2. For the week ending December 4, the seasonally adjusted number of Americans filing initial claims for unemployment decreased from the previous week’s revised level by 43,000 claims to reach a new level of 184,000. The previous week’s level was revised higher by 5,000 claims. This is now the lowest level for initial claims since September 6, 1969. The 4-week moving average of claims was 218,750, a decrease of 21,250 from the previous week’s revised moving average. The previous week’s moving average was revised higher by 1,250 claims. This continues to mark the lowest level for the 4-week moving average since March 7, 2020.
3. The U.S. Senate voted on a measure that would allow the U.S. Congress to raise the so-called debt ceiling with nothing more than a simple majority vote. The measure, which is attached to a bill that would prevent automatic cuts to Medicare at the beginning of 2022 now heads to President Biden’s desk where he is almost certain to sign it into law. The Senate and the House will have to hold separate votes on raising the debt ceiling, but both chambers are controlled by the Democratic party and are likely to do so before the December 15 deadline.
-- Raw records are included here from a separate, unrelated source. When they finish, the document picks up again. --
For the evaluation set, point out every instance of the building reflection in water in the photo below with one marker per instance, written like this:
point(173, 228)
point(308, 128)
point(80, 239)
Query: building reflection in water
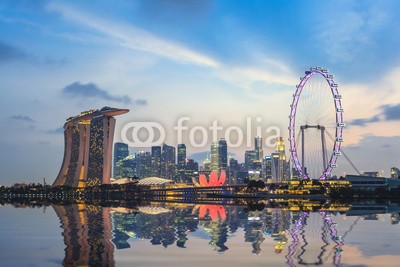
point(87, 235)
point(91, 233)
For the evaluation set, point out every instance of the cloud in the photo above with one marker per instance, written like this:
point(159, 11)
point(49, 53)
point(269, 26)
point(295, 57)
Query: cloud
point(363, 122)
point(22, 118)
point(59, 130)
point(391, 112)
point(388, 113)
point(133, 37)
point(155, 8)
point(91, 90)
point(346, 29)
point(11, 53)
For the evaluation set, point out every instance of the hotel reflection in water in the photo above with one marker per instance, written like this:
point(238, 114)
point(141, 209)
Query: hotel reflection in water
point(92, 233)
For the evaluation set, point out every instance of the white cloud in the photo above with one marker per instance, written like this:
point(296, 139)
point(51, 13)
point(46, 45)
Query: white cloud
point(133, 37)
point(344, 29)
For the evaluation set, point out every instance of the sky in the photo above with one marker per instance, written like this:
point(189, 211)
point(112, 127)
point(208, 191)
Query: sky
point(224, 61)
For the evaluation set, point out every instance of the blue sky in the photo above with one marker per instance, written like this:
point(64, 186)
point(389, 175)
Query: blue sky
point(209, 60)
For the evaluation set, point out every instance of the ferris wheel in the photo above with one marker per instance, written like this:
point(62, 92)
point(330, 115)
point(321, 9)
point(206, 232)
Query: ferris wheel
point(316, 125)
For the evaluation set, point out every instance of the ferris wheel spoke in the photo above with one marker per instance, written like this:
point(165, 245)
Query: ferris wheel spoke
point(315, 109)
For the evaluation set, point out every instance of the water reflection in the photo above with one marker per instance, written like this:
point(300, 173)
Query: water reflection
point(92, 233)
point(87, 235)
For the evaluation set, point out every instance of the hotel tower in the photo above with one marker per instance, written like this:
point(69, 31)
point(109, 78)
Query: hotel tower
point(88, 148)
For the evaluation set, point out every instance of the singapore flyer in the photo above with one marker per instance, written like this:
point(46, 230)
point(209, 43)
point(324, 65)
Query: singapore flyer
point(316, 125)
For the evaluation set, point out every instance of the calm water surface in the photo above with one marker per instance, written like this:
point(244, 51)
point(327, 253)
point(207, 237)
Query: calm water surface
point(194, 235)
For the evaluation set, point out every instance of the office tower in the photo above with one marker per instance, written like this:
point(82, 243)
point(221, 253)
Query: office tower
point(249, 157)
point(125, 168)
point(233, 169)
point(268, 168)
point(191, 170)
point(280, 148)
point(168, 167)
point(214, 158)
point(181, 161)
point(88, 148)
point(275, 167)
point(156, 161)
point(206, 165)
point(394, 172)
point(120, 152)
point(258, 147)
point(255, 170)
point(222, 154)
point(143, 164)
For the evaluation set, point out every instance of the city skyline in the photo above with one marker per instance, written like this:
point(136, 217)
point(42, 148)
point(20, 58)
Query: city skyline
point(59, 58)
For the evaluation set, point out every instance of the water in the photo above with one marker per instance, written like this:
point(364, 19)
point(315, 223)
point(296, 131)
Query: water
point(195, 235)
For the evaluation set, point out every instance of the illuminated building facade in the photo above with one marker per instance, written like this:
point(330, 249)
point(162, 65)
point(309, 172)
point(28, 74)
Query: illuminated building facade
point(233, 170)
point(268, 168)
point(258, 147)
point(168, 167)
point(181, 161)
point(143, 164)
point(125, 168)
point(394, 172)
point(120, 152)
point(88, 148)
point(279, 164)
point(222, 155)
point(249, 157)
point(156, 161)
point(214, 157)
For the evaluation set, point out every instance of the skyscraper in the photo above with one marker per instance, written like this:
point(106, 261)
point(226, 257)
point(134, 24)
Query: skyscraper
point(268, 168)
point(214, 158)
point(222, 155)
point(181, 161)
point(249, 157)
point(120, 152)
point(156, 161)
point(88, 148)
point(258, 147)
point(279, 161)
point(143, 164)
point(168, 167)
point(125, 168)
point(233, 169)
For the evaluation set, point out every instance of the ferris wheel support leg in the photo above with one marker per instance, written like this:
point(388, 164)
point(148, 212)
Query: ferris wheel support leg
point(323, 148)
point(302, 152)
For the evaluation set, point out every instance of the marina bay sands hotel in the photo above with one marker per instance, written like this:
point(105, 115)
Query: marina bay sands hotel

That is the date when the U.S. government is projected to run out of its current allotment of funding and would be forced to shut down, yet again. Republicans still adamantly refuse to vote to raise the debt ceiling, but Senate Minority Leader Mitch McConnell reached a deal with Majority Leader Chuck Schumer where the GOP agreed to allow Democrats the means to increase the limit without their support. Even so, Democrats must have the support from every one of their members in the Senate, including a tie-breaking vote by Vice President Kamala Harris, in order to raise the limit. Raising the limit will not authorize new spending, the Congress must still tackle a new spending appropriation bill some time before mid-term elections take place in 2022.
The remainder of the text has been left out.